A veces esas estrategias aparecen tan rápido y de forma tan natural que parecen invisibles. No las cuestionamos, simplemente nos salvan. Y de hecho, sí nos salvan. Porque gracias a ellas logramos pasar la adolescencia sin quebrarnos del todo, logramos salir adelante aunque nos rodearan las burlas, los silencios incómodos o el miedo constante a ser descubiertos. Pero lo que nadie nos advierte es que esas estrategias que en la infancia o juventud nos sostuvieron, en la adultez se transforman en hábitos que nos oprimen.
En mi experiencia —y en lo que veo también en pacientes y personas de mi entorno— esas estrategias pueden tomar muchas formas. Hay quienes aprenden a estar siempre alertas: atentos a cada palabra, cada gesto, cada insinuación de burla. Caminan por la vida como si llevaran un escudo las 24 horas. Eso les protege de no ser tomados por sorpresa, pero también los convierte en adultos duros, defensivos, que terminan transformándose en lo que hoy se suele llamar un “mean gay”: alguien que ataca antes de ser atacado, usualmente percibido como alguien "tóxico" o "víbora". Aprendió tanto a defenderse, que ahora ataca antes de ser atacado.
Otros optan por lo contrario: el aislamiento. Personas que preferían sentarse solos en el recreo, escondidos detrás de un libro o del celular, con tal de no ser el blanco de las bromas. Esa soledad, que en la adolescencia servía como refugio, se convierte en una adultez marcada por la dificultad de confiar en otros, por el miedo a mostrar vulnerabilidad y por una especie de autoexilio emocional.

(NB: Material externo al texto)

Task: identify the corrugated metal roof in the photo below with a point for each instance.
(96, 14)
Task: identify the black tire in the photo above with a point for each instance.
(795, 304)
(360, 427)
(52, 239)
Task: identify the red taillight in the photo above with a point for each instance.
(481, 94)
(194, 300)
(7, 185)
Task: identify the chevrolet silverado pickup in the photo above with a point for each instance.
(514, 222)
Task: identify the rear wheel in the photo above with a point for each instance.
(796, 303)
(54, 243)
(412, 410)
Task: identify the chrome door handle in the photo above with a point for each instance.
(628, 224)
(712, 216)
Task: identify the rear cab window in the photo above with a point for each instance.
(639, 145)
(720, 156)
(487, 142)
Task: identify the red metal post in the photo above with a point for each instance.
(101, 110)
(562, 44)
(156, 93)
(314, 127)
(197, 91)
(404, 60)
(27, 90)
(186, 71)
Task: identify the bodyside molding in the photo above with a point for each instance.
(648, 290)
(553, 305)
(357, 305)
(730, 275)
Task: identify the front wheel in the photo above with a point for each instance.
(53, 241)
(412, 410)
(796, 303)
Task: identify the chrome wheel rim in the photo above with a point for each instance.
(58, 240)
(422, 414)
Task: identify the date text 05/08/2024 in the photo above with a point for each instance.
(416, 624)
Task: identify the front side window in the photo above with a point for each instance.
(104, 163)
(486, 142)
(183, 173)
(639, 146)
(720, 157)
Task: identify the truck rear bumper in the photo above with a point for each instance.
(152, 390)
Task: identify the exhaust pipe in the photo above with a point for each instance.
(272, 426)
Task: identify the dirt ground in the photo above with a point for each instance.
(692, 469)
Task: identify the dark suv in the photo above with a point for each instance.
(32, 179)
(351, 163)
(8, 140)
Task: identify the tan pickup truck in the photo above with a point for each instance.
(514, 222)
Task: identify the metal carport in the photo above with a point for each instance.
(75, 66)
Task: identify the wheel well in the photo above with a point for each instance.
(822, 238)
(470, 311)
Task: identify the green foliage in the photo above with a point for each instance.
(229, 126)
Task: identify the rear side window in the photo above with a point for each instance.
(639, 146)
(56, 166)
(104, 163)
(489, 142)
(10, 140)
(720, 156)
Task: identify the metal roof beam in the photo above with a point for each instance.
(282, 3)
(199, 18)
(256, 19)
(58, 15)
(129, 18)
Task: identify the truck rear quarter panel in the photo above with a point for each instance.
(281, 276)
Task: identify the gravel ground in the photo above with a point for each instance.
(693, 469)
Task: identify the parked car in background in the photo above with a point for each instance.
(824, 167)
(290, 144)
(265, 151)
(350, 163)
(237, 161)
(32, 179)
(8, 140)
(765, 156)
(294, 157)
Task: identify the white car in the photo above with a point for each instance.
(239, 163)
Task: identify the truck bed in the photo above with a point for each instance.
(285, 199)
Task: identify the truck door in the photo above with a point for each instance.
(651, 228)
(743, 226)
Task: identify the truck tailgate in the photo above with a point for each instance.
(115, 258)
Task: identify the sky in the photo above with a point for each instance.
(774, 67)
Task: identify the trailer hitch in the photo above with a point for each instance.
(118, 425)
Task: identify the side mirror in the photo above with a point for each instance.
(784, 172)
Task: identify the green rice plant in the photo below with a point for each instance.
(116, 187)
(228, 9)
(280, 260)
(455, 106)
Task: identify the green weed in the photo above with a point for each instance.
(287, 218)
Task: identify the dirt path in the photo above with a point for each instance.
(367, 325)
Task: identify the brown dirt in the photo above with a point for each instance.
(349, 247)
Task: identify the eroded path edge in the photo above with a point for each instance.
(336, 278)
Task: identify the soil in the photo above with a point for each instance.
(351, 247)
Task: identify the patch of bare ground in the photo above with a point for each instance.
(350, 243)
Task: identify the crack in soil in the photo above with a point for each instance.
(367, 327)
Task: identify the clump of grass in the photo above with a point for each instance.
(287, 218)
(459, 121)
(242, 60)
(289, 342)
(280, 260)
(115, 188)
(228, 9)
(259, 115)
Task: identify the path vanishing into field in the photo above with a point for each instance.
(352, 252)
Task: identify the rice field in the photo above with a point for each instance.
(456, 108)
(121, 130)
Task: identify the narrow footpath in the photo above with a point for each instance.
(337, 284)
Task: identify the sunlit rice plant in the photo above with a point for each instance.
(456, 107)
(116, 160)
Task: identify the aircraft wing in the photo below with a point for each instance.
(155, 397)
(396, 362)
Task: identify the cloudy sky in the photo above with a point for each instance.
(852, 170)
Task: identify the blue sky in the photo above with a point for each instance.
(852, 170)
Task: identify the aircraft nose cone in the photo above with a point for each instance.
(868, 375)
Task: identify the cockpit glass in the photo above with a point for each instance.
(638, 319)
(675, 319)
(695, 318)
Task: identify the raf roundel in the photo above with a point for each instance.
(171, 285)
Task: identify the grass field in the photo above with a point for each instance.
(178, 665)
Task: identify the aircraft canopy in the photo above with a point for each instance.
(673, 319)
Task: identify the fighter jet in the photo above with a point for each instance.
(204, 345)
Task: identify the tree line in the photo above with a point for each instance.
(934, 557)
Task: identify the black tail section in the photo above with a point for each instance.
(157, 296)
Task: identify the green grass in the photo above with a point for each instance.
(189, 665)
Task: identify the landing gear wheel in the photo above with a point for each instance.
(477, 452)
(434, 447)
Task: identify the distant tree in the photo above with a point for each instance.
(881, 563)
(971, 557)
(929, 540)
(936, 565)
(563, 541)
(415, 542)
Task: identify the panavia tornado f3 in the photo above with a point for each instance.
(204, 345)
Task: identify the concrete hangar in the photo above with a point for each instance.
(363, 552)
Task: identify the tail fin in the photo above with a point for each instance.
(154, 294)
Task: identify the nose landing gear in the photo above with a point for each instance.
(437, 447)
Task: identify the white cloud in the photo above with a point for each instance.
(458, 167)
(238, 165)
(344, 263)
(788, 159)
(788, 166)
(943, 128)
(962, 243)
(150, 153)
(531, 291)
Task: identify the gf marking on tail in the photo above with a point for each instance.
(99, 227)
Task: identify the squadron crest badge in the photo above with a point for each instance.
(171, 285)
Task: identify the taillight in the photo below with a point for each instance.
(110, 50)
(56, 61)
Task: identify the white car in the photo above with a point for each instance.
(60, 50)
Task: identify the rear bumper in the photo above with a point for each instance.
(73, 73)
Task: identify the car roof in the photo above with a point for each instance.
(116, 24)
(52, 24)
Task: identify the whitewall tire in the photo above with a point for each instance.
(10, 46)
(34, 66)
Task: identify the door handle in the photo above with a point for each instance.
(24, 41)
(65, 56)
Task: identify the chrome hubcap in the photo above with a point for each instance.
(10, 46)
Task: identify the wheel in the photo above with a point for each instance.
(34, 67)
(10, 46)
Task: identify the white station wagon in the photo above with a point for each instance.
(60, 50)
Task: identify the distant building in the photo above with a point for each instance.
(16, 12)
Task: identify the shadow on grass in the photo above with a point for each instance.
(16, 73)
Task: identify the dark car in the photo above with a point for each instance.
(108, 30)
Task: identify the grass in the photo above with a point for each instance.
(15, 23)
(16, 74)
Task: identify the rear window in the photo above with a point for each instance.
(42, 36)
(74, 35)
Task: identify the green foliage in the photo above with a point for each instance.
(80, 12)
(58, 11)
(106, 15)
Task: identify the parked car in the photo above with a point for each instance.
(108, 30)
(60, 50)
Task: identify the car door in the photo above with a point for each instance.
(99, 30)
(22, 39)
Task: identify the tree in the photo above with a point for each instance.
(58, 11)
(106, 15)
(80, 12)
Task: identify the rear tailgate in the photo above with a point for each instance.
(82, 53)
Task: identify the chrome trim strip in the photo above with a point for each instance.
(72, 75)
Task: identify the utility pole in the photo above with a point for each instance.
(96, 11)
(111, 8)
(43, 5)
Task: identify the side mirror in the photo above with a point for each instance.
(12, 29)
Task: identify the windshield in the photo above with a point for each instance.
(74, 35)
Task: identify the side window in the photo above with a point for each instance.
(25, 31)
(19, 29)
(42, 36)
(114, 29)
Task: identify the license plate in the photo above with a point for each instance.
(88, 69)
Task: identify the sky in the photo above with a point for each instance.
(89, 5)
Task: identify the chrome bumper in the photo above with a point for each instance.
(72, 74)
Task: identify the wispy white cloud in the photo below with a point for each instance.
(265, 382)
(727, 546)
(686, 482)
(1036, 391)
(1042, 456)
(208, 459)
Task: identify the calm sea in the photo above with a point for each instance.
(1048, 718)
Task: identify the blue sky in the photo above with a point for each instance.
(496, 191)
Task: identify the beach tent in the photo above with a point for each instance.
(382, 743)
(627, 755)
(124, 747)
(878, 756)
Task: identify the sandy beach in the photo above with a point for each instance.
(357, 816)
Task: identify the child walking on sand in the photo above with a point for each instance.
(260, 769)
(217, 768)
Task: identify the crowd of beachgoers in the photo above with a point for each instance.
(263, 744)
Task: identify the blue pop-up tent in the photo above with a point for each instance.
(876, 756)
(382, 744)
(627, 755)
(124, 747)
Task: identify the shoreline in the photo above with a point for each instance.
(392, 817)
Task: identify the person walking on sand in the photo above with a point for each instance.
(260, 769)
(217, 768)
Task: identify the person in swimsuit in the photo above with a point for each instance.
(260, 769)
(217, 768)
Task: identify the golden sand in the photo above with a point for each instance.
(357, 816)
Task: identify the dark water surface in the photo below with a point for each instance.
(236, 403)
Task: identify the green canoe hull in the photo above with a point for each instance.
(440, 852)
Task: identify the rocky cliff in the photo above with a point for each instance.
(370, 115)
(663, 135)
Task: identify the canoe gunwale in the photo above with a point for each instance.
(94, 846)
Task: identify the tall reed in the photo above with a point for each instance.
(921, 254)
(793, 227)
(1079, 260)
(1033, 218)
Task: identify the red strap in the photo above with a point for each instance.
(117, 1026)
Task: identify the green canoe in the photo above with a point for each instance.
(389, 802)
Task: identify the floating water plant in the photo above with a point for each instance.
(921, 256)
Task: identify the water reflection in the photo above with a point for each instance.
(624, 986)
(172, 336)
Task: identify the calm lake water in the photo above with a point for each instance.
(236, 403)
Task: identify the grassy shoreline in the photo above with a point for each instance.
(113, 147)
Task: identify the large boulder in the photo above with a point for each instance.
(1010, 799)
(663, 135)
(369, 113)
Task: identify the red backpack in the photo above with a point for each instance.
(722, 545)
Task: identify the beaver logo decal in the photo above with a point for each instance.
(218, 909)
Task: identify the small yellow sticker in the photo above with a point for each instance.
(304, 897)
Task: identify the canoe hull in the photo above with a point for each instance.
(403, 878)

También están quienes se refugian en el éxito académico o profesional. El clásico “si no me aceptan por quién soy, al menos me respetarán por lo que logro”. Muchos nos convertimos en el estudiante ejemplar, el trabajador incansable, el perfeccionista que nunca se permite fallar. Y claro, desde fuera parece que tenemos todo bajo control, notas brillantes, títulos y carreras exitosas. Pero por dentro esa exigencia constante deja heridas, mucha ansiedad, incapacidad de disfrutar y sensación de que nunca es suficiente.
Hay otras formas de protección que tal vez reconozcas: refugiarse en el gimnasio y en la apariencia física para demostrar valor, usar el humor como máscara para desviar la atención, o buscar siempre relaciones superficiales para no exponerse al verdadero rechazo. Cada mecanismo tiene su lógica. Todos nacen de un mismo miedo: el de no ser amados por lo que realmente somos, y el de sentir que debemos protegernos para que no nos ataquen.
¿Te cuento la estrategia que yo utilicé y que recién hace un par de años vine a darme cuenta que la usaba?
Yo encontré mi estrategia en algo aparentemente inocente y hasta positivo: agradar. Caer bien. Ser simpático, amoroso, el chistoso del grupo. Si me aseguraba de que todos me quisieran, entonces nadie iba a tener razones para rechazarme. Esa era mi lógica (¡y vaya que hace lógica!).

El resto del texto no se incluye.